Question 452261: Write an equation of the line containing the given point and perpendicular to the given line.
(5,-2); 5x + 4y = 9
The equation of the line is y=_______________
(Type your answer in the form y = mx + b. Simplify your answer. Type an integer or a fraction.
Answer by confusedgirl81(14)   (Show Source):
You can put this solution on YOUR website! (5,-2); 5x + 4y = 9
We have to put this equation in slope-intercept form.
First subtract subtract 5x from both sides
4y = -5x + 9
Divide both sides by 4
y = -5/4x + 9/4
You can see m = -5/4. This is the slope.
For a line to be perpendicular to the above line, they must have a slope of 4/5, (the exact opposite of above).

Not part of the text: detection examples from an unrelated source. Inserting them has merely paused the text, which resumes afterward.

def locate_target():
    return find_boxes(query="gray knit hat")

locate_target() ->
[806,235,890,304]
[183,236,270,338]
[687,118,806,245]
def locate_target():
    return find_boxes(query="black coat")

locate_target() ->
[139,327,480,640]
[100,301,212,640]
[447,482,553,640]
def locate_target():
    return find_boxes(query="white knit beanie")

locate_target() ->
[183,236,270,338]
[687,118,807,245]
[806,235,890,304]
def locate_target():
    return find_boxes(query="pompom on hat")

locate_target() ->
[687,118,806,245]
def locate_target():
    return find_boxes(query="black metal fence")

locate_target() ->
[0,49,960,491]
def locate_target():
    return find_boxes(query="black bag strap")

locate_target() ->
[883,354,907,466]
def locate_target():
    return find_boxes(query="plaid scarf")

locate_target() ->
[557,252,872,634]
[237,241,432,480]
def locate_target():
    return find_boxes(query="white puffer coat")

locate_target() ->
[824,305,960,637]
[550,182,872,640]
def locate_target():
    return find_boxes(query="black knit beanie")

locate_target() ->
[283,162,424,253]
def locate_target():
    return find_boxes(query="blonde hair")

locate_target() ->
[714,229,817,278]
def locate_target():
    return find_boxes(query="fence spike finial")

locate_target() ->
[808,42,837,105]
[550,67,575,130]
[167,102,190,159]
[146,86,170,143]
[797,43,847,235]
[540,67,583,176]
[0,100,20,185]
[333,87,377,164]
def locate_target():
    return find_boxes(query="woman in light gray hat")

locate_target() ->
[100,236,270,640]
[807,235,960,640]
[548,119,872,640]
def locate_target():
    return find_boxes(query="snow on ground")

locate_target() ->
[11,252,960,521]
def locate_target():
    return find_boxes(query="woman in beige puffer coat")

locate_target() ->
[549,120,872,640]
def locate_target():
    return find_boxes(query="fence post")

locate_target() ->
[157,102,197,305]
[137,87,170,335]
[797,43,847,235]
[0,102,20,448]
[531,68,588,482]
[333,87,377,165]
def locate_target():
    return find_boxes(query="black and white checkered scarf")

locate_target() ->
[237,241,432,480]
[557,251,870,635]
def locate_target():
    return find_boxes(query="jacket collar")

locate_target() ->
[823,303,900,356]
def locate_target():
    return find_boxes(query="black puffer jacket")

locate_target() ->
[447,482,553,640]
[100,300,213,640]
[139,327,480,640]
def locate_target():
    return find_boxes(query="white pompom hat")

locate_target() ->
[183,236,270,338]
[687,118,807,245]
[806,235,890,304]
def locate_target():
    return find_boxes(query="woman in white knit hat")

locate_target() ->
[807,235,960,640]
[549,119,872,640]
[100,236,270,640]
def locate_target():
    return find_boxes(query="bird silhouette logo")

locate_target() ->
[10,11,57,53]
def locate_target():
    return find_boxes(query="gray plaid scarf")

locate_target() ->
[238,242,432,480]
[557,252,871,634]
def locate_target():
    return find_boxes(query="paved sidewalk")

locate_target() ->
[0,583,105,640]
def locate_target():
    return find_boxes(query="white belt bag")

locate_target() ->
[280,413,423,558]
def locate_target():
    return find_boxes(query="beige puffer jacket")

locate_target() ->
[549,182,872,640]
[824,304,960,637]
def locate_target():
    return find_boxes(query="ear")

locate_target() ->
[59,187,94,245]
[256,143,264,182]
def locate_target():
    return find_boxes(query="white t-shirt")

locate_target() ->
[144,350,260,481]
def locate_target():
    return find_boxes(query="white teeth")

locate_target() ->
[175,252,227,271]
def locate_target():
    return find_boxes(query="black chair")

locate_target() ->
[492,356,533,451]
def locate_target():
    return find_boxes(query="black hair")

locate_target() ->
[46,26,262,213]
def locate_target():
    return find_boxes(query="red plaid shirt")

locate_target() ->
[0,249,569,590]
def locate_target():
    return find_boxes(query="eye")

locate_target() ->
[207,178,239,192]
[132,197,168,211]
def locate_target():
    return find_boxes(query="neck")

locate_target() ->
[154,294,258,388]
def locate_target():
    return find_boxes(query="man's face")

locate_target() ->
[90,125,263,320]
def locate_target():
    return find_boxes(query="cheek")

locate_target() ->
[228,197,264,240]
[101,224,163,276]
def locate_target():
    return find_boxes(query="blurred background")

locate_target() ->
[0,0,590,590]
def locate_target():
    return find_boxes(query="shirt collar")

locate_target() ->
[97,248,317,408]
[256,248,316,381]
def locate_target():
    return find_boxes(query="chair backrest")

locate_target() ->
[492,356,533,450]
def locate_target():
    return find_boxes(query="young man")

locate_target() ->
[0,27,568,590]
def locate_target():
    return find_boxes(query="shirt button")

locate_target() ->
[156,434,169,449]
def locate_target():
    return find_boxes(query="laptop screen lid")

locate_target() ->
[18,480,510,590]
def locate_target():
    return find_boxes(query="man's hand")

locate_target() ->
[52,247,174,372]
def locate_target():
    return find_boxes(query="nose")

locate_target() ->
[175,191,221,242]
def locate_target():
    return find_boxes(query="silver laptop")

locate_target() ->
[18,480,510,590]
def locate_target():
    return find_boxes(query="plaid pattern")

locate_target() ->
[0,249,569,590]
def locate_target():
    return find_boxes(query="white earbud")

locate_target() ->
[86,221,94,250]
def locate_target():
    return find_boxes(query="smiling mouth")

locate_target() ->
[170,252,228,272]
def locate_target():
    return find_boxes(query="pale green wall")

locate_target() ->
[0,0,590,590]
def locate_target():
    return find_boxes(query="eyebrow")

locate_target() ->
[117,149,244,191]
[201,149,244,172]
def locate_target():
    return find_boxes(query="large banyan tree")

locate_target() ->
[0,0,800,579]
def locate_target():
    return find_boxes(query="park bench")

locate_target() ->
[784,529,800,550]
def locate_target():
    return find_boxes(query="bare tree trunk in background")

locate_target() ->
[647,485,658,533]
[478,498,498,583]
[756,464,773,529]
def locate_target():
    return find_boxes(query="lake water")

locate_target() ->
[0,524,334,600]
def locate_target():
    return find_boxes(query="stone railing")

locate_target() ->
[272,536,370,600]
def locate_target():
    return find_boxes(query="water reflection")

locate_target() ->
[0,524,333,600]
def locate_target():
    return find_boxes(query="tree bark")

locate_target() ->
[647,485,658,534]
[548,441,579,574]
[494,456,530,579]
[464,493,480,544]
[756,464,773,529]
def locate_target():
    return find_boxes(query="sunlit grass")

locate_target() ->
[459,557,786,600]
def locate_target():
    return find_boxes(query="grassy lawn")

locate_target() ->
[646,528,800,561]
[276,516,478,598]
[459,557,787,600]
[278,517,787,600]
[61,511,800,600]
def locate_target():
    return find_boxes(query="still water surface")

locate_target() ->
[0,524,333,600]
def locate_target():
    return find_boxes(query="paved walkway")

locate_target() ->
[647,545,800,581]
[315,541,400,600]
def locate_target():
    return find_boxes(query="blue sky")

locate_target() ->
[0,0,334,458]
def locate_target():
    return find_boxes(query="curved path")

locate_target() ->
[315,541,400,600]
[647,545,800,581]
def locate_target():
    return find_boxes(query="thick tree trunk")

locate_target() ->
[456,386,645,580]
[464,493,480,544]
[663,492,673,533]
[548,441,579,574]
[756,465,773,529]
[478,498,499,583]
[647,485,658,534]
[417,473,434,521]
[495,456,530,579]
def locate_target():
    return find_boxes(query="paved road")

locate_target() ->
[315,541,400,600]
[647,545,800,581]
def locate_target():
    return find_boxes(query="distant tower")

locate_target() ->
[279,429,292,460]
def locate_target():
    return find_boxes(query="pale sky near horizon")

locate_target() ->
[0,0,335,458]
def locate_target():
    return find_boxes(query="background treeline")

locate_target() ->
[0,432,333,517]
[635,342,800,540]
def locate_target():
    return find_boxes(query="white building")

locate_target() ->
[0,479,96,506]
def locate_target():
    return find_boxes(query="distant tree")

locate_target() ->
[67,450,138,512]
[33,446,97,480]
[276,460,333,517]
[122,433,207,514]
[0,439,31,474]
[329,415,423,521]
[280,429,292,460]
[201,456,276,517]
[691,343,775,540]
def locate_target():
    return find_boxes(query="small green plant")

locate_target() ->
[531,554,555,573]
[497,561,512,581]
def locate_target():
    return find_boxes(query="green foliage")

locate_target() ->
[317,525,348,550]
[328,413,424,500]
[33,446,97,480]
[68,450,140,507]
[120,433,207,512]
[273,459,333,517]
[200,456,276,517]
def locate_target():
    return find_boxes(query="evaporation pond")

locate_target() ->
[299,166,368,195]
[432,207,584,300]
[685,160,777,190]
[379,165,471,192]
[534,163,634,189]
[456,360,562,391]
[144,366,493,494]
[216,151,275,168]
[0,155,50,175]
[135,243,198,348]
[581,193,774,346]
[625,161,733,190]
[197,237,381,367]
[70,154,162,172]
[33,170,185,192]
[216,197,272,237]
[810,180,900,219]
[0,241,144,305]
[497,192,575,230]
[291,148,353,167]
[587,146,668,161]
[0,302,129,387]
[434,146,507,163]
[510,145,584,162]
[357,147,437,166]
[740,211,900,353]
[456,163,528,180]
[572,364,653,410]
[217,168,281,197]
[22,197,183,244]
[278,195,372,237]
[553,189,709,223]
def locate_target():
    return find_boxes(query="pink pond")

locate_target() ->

Now we will use the given point (5,-2) and the slope 4/5 to write the point-slope formula.
y - (y1) = m(x - x1)
Since we know -2 = y1, 5 = x1, and 4/5 = m. Substitute it in.
y - (-2) = 4/5(x - (5))
y + 2 = 4/5(x - 5)
substitute
4(x - 5) = 5(y + 2)
Use the Distributive Property.
4x - 20 = 5y + 10
Write the equation in general form
5y = 4x - 30
Divide 5 from both sides
y = 4/5x - 30/5
Simplify
y = 4/5x - 6
y = -5/4x + 9/4 is parallel to y = 4/5x - 6
If you need more help, just ask!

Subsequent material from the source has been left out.